Collected at : https://eandt.theiet.org/2023/11/16/microsoft-launches-custom-ai-silicon-chips

Microsoft has unveiled the Azure Maia 100 and Cobalt 100 – the first two custom silicon chips designed by the company in a bid to reduce reliance on Nvidia.

Microsoft is following in the footsteps of its rivals and jumping into the production of homegrown artificial intelligence (AI) semiconductors for its cloud infrastructure. The company also announced new software that lets clients design their own AI assistants.

The two new chips are named Azure Maia 100 and Cobalt 100.

The company said it has no plans to sell the chips, which it intends to use to power its own subscription software offerings and as part of its Azure cloud computing service. The two models are expected to debut in some Microsoft data centres at the start of 2024.

The Maia 100 chip is said to provide Microsoft Azure cloud customers with a new way to develop and run large language models that power AI applications. The company is already testing the chip with its Bing and Office AI products, and Microsoft’s main AI partner, ChatGPT creator OpenAI, is also testing the processor.

“Microsoft is building the infrastructure to support AI innovation, and we are reimagining every aspect of our data centres to meet the needs of our customers,” said Scott Guthrie, executive vice-president of Microsoft’s Cloud + AI Group. “At the scale we operate, it’s important for us to optimise and integrate every layer of the infrastructure stack to maximise performance, diversify our supply chain and give customers infrastructure choice.”

Meanwhile, the Cobalt 100 CPU is built on Arm architecture to deliver greater efficiency and performance in cloud native offerings. It is designed to power general cloud services on Azure. The company said the choice to use the Arm technology was a key element in Microsoft’s sustainability goal.

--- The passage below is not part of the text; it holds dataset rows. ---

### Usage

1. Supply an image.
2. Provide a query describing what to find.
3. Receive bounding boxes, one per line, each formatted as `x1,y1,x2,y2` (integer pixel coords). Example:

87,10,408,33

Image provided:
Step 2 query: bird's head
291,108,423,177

“The architecture and implementation is designed with power efficiency in mind,” said Wes McCullough, corporate vice-president of hardware product development. “We’re making the most efficient use of the transistors on the silicon. Multiply those efficiency gains in servers across all our data centres, it adds up to a pretty big number.”  

Microsoft’s announcement follows renewed efforts by Intel and AMD to develop their own silicon chips to compete with Nvidia, which holds a virtual monopoly on the GPUs needed to train large AI models.

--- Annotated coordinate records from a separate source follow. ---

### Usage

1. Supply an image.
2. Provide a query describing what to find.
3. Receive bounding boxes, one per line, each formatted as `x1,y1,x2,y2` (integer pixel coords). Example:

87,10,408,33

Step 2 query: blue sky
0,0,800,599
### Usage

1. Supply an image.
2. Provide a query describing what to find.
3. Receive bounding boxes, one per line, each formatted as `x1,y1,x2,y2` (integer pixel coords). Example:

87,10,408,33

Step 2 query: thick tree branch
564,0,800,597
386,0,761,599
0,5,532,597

Over the past few years, Microsoft has been increasingly investing in AI-powered solutions. Microsoft recently announced it was making a “multi-year, multi-billion dollar investment” in OpenAI. The company described its new agreement as the third stage of a growing partnership with the San Francisco-based firm that began with a $1bn investment in 2019.

Microsoft recently revealed its plans to spend A$5bn (£2.6bn) on expanding AI and cloud computing abilities in Australia over the next two years.

The two new chips announced are said the first in a series, with follow-up versions in development.